None of the 12 Yabloko members classified as foreign agents have received any foreign funding. Yet not one of them has succeeded in proving in court that their inclusion in the repressive register was unjustified. Lev Shlosberg and Boris Vishnevsky took their cases all the way to the Constitutional Court, which declined even to consider their complaints.
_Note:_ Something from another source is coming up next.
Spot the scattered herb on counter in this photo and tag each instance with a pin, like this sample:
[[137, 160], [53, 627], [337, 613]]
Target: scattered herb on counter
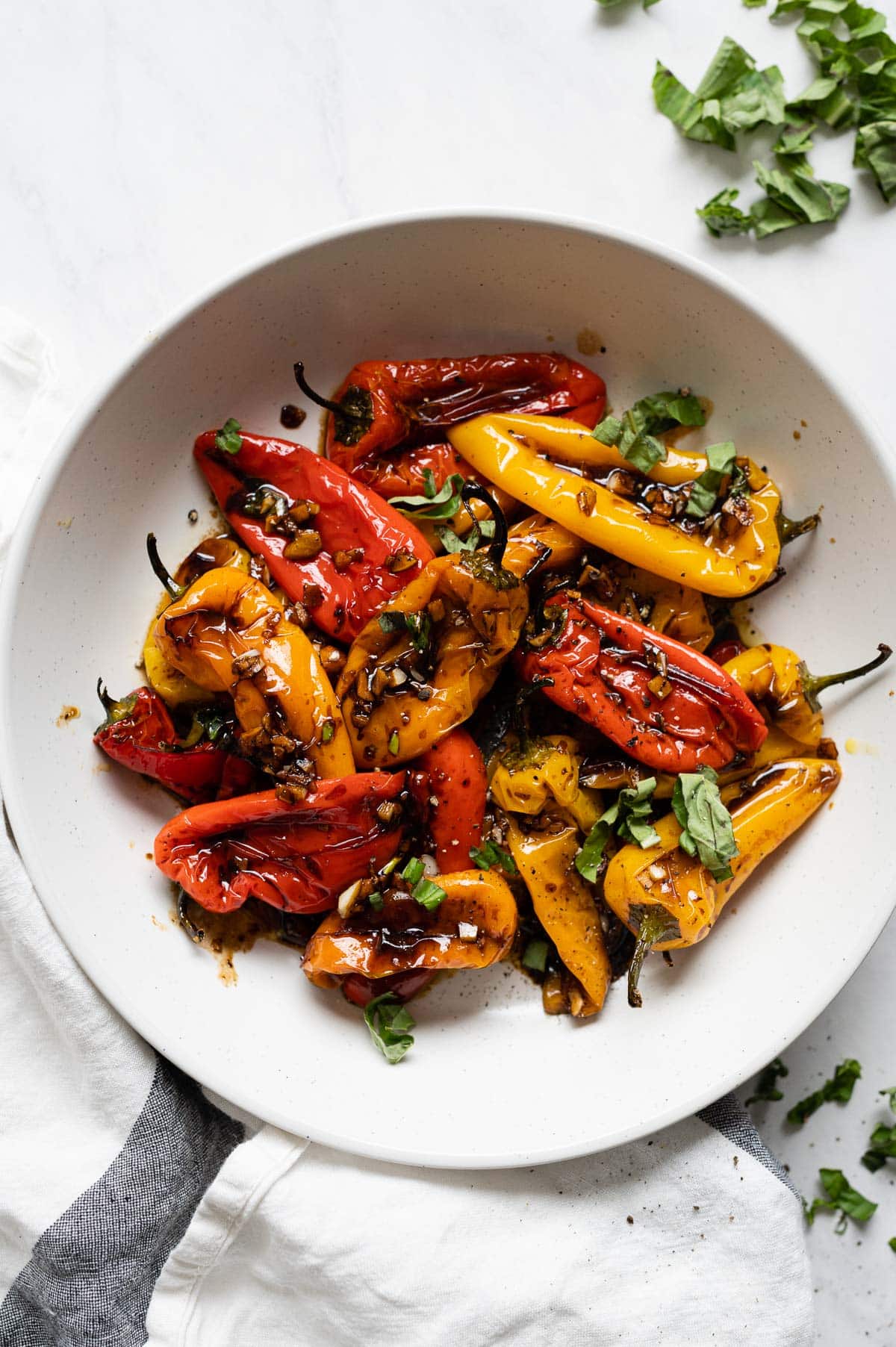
[[491, 854], [706, 824], [390, 1024], [841, 1198], [882, 1144], [228, 438], [767, 1085], [635, 434], [629, 818], [733, 96], [837, 1090]]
To have someone declared a foreign agent today, Alexander Shishlov, Coordinator of the Yabloko Political Committee and former deputy of the St Petersburg Legislative Assembly, reminds us that “foreign influence” alone is sufficient:
“What the Justice Ministry understands by ‘foreign influence’ includes, for example, giving interviews to foreign media, even though heads of state, ministers, State Duma deputies, and other public officials give identical interviews without any consequences. The Ministry further declares that the continued availability of old interviews given by ‘foreign agents’ on foreign media websites constitutes an ongoing manifestation of alleged ‘foreign influence’. The Yabloko faction in the St.Petersburg Legislative Assembly has repeatedly put forward proposals to amend the foreign agent legislation, including the de facto disenfranchisement of foreign agents, but the parliamentary majority has refused even to place them on the agenda for a plenary session.”
The Justice Ministry’s admission about the four per cent figure once again confirms Yabloko’s position: the current foreign agent legislation must be abolished, Alexander Shishlov emphasises.
Posted: June 9th, 2026 under Без рубрики.